Structureless calibration is slightly different: picks are placed on abstract lines labeled "DS_ring" rather than on specific material overlays.

Delta Boundaries

By default, refinable parameters can have explicit minimum and maximum bounds. Delta boundaries provide an alternative: instead of specifying absolute min/max values, you specify a delta (±) around the current value. This is often more intuitive. For example, "allow this translation to vary by ±5 mm from its current position."

When delta boundaries are enabled (via "Use delta for boundaries" in the Constraints panel, visible in the Relative Constraints image above), the "Minimum" and "Maximum" columns in the parameter tree view are replaced with a single "Delta" column. The actual bounds used during refinement are computed as [current_value - delta, current_value + delta].

Mirror Constraints from First Detector

When working with multi-detector instruments, it is common to want all detectors to have the same refinement settings (which parameters vary, and what their delta values are). The "Mirror Constraints from First Detector" option copies the vary status and delta values from the first detector to all other detectors. This saves time and ensures uniform refinement across the instrument.

Slider View

The slider view in the instrument configuration panel provides interactive sliders for manually adjusting detector positions and tilts. This can be useful for roughly aligning detectors before running a calibration, getting the starting position close enough for the optimizer to converge.

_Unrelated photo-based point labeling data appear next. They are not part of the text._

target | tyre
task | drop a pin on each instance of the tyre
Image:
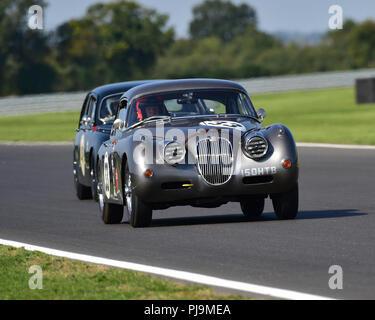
(111, 213)
(252, 208)
(286, 204)
(82, 192)
(139, 213)
(94, 185)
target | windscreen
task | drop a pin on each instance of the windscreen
(108, 109)
(192, 103)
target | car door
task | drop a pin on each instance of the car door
(83, 140)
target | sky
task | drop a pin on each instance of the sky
(305, 16)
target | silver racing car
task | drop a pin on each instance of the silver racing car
(197, 142)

Lock Relative Transformations

When the "Lock Relative Transformations" checkbox is enabled in the slider view, moving one detector's slider will move all other detectors by the same amount, preserving their relative positions. This is similar in spirit to the rigid body constraints used during calibration, but applied to manual adjustments.

Group Rigid Body / Instrument Rigid Body

These options control the scope of the locked transformations:

• Group Rigid Body: Only detectors within the same group (e.g., subpanels of the same Dexela panel) move together.
• Instrument Rigid Body: All detectors in the instrument move together.

Multiple X-Ray Sources

For instruments configured with multiple X-ray sources (such as some TARDIS datasets), the calibration dialog provides additional controls for working with the different beams.

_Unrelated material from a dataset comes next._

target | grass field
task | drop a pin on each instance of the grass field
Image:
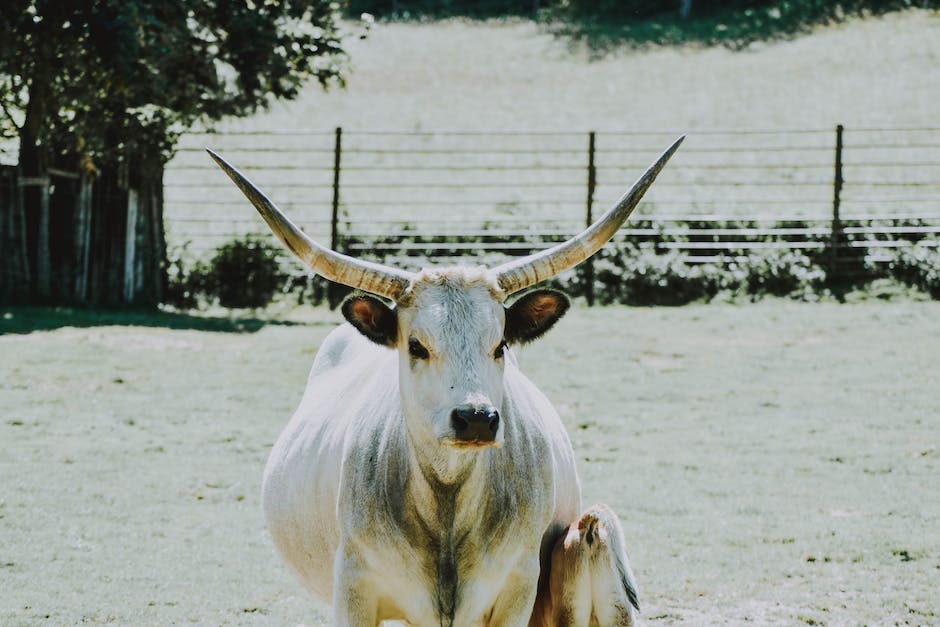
(772, 464)
(502, 78)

As shown in the Engineering Constraints image above, a dropdown in the calibration dialog allows you to switch between X-ray sources. A "Show picks from all x-ray sources" checkbox controls whether picks from all sources are displayed simultaneously. This makes it easier to focus on the picks for one source at a time without visual clutter.

See also the Switching Between X-Ray Sources section in the Views documentation for how to switch source projections in the polar view outside of calibration.

Advanced Options

The calibration dialogs include advanced options that control the behavior of the underlying least-squares optimizer. These can be revealed by checking "Show Advanced Options" in the calibration dialog.

The available options are:

• ftol: Relative tolerance for the cost function. The optimization stops when the change in the cost function between iterations is smaller than this value.
• xtol: Relative tolerance for the parameter values. The optimization stops when the change in parameters is smaller than this value.
• gtol: Tolerance for the gradient. The optimization stops when the maximum component of the gradient is smaller than this value.
• verbose: Controls the amount of output printed to the console during optimization. Higher values produce more output, which can be useful for debugging convergence issues.
• max_nfev: Maximum number of function evaluations. If the optimization has not converged after this many evaluations, it stops.
• method: The optimization method to use (e.g., trf, dogbox, lm). The default is typically appropriate, but advanced users may want to experiment with alternatives.
• jac: The method for computing the Jacobian matrix (2-point, 3-point, or cs). The default is usually fine.

Hover your mouse over each option in the dialog for a brief description.

Help Button

Throughout HEXRDGUI, dialogs include a "Help" button that opens documentation specific to the current dialog.